Some of the ways in which high-hanging merchants can be digitally included are discussed in the image below: 


The easy-catch merchants 

Shailendra Shinde, a 35-year-old graduate, owns a cosmetics shop in J.M. Road of Pune. He has a bank account as well as an ATM-cum-debit card for personal use. While every other big or small merchant on the street has a Paytm, Mastercard or VISA sticker prominently displayed at their outlets, surprisingly, his shop is the only exception. Our curiosity took us to Shailendra. He clarified that he subscribed to Paytm during demonetisation (November 2016) and used it for a few months. After some time, he removed the Paytm barcode collateral from the main counter and hid it. These days, only when he is sure that a customer does not have cash, he presents the option of paying through Paytm. Nonetheless, almost 50% of his customers ask him to let them pay through Paytm on a daily basis. The money collected using Paytm is mostly used by Shailendra for bill payments and recharges.

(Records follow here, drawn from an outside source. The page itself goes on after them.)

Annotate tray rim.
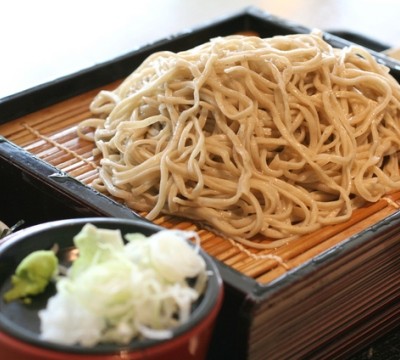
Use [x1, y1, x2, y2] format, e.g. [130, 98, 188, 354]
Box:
[0, 6, 400, 304]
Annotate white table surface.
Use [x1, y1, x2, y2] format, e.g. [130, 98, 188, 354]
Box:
[0, 0, 400, 98]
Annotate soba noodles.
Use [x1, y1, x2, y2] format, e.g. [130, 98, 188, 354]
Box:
[80, 33, 400, 248]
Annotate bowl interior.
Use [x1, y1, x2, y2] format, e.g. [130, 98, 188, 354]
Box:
[0, 218, 221, 353]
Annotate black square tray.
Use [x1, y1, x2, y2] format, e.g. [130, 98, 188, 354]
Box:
[0, 8, 400, 359]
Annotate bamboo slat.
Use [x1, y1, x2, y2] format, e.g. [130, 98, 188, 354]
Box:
[0, 82, 400, 284]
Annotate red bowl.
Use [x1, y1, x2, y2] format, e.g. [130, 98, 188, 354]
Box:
[0, 218, 223, 360]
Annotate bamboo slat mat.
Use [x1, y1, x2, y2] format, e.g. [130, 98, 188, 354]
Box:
[0, 82, 400, 284]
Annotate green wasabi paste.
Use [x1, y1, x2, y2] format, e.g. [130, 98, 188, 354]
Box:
[3, 250, 58, 303]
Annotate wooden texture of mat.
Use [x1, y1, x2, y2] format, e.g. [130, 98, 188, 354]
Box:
[0, 82, 400, 284]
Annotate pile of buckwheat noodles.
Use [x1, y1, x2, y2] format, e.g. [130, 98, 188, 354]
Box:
[79, 33, 400, 248]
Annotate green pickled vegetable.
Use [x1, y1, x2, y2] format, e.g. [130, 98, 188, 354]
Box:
[3, 250, 58, 302]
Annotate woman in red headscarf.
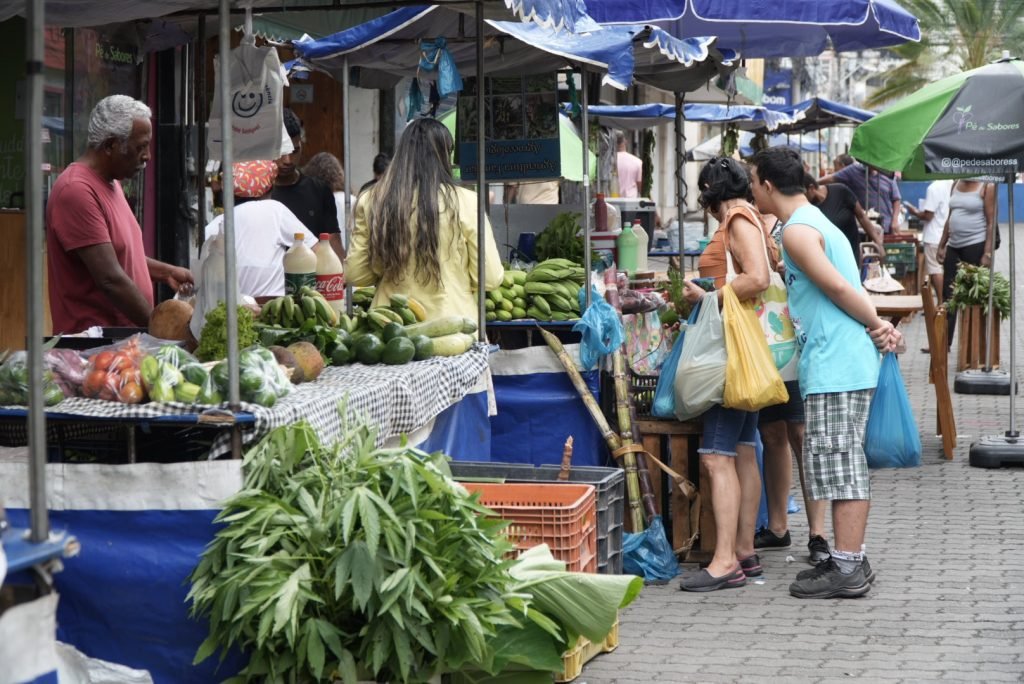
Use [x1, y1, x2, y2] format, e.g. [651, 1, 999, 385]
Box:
[200, 161, 316, 304]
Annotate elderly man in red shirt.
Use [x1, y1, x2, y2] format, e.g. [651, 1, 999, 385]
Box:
[46, 95, 194, 333]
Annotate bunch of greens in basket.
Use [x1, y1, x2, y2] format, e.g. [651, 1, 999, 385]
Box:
[946, 263, 1010, 319]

On asking if he is losing his customers due to non-acceptance of Paytm, he replied that the value of each transaction at his outlet is small. The customers always have that amount of change and hence, he does not need to accept payments through Paytm. On an everyday basis, about 100 customers visit Shailendra’s outlet and he makes daily sales of INR 15,000 (USD 210). He added that to pay using Paytm, a customer needs to take out the phone, open the app, enter an amount, and then pay. During peak hours, neither he nor customers have the time to make payment through Paytm. A simpler and quicker way at this time is to use cash. Shailendra also said that occasionally, in these peak hours, some customers leave without paying, under cover of the crowd. Overall, he sees using Paytm to collect payments as a hassle. Also another issue which bothers him is the issue of taxation. He is not comfortable with the fact that by going digital, he will be ‘exposing’ his income to the tax authorities. He is also apprehensive about the security aspects of digital payments (though he has no experience to date).

What makes him an easy-catch merchant?

These merchants are well-versed with the use of digital payments but are unwilling to go digital. They are very smart and can quickly gauge the digital options available with them to decide which one could work for them (and in some cases even make this decision without using them). For them the priority is to carry on business safely and securely even if it means sacrificing on customer loyalty. Hence despite having digital payments channels available, they prefer to collect cash payments from their customers. (Behavioral traits: Status quo and choice overload)

What are the typical challenges that easy-catch merchants face?

The easy-catch merchants have the ability to use digital payment channels but are unwilling to do so for various reasons. 


How do we keep easy-catch merchants interested in digital payments?

Easy-catch merchants are fairly well-educated and are well-versed in digital technology. They are highly cynical when it comes to trusting the digital payment service providers and hold on to any negative experiences for a long period of time. Some of the ways using which easy-catch merchants can be on-boarded to digital payment modes are discussed in the image below: 


Our research notes that providers need to create ‘hooks’ to enable them on-board the various categories of merchants. Some of these which are important to enhance adoption of digital payments are:
Digital credit: A majority of small-time merchants rely on informal mechanisms to meet their credit requirements. Service providers can use their transaction data to provide or facilitate digital credit to these merchants.
Simple UI: In the current environment, with plenty of available apps and solutions, merchants would need support in the form of easy-to-use apps, which could also target the ‘oral segment’ of merchants.
Grievance redress mechanism: A robust and effective grievance redress mechanism—on which the merchants can fall back on in cases of transaction errors, transaction reversals, reconciliation or any other queries—would be of utmost importance.